SEC obtains TRO in alleged Ponzi scheme

By Michael P. Tremoglie | Jun 26, 2012

WASHINGTON (Legal Newsline) - The Securities and Exchange Commission on Monday obtained a temporary restraining order and asset freeze against a Utah man and company it alleges operated a $100 million nationwide real estate-based Ponzi scheme.

The complaint filed in U.S. District Court for the District of Utah states Wayne L. Palmer, 57, and his firm, National Note of Utah, told investors their money would be used to buy mortgage notes and real estate assets, or to make real estate loans. More than 600 people invested money.

"Palmer promised double-digit returns at his real estate seminars, where investors learned the hard way about his lies and deceit," said Kenneth Israel, Director of the SEC's Salt Lake City Regional Office.

Palmer allegedly told investors that their money would get a 12 percent return and would be completely secure. He said National Note had a perfect record, having never missed paying principal or interest on its promissory notes.

Palmer furnished information to some investors indicating that National Note was financially solid and claimed that investors were guaranteed payment. But according to the SEC, since 2009 National Note would not have been able survive but for the new investor funds that paid the old investors.

According to the complaint, "National Note raised approximately $50,000,000 in an unregistered offering of notes prior to September 2007... National Note carried out a private placement of notes under Rule 506 of Regulation D and provided offerees with a private placement memorandum that included unaudited financial statements for the prior year.

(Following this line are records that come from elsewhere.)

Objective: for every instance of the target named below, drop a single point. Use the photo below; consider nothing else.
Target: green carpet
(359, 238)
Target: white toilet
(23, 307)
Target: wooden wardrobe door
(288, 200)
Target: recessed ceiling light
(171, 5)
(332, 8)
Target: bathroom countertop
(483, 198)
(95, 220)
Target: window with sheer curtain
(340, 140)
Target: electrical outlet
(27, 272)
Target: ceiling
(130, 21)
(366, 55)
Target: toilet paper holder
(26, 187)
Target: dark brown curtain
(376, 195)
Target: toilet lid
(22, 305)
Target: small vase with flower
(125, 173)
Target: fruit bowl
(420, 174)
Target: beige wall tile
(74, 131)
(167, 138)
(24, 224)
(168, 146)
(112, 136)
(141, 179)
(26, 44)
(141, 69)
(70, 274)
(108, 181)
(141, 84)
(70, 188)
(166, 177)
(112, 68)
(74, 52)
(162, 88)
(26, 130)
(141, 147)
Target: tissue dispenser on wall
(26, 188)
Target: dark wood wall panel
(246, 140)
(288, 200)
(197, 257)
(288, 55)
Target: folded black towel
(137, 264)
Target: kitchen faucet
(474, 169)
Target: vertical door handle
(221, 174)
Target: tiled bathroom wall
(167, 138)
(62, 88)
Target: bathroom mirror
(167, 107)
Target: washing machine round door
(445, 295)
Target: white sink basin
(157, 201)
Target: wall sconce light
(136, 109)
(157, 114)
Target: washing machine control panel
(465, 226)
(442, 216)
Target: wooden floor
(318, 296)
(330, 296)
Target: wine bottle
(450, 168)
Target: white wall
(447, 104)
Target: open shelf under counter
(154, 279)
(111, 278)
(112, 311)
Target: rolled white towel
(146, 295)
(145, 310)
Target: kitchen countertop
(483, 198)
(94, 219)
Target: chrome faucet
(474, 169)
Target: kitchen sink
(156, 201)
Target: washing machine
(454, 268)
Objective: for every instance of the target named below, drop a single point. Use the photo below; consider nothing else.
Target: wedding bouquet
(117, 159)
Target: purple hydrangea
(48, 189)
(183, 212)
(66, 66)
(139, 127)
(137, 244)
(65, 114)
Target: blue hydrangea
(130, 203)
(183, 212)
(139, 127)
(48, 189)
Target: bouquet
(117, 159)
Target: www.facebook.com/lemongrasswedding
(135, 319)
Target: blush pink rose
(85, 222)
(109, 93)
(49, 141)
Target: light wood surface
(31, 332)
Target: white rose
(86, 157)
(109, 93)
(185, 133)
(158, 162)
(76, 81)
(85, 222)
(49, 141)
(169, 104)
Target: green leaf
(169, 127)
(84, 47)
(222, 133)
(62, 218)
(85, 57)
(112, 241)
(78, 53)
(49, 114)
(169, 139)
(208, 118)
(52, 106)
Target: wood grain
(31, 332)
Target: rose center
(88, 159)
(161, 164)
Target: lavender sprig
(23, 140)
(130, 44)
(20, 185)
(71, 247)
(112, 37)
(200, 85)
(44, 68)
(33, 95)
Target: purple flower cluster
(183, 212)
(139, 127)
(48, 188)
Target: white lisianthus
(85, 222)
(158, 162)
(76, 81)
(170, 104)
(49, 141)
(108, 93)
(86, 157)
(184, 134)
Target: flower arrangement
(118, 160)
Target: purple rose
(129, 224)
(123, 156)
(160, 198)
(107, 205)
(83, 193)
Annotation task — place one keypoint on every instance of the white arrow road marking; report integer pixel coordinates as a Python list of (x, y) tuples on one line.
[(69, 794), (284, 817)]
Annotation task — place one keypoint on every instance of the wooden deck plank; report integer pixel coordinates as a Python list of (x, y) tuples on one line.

"National Note raised approximately $50,000,000 in this Rule 506 offering, which has been ongoing since 2007. Some of the investors in notes since 2007 are accredited investors. These accredited investors were provided with the PPM. Other investors were unaccredited, and these individuals did not receive the PPM. Instead, Palmer purports to have granted these unaccredited investors a direct security interest in a specific mortgage asset of National Note."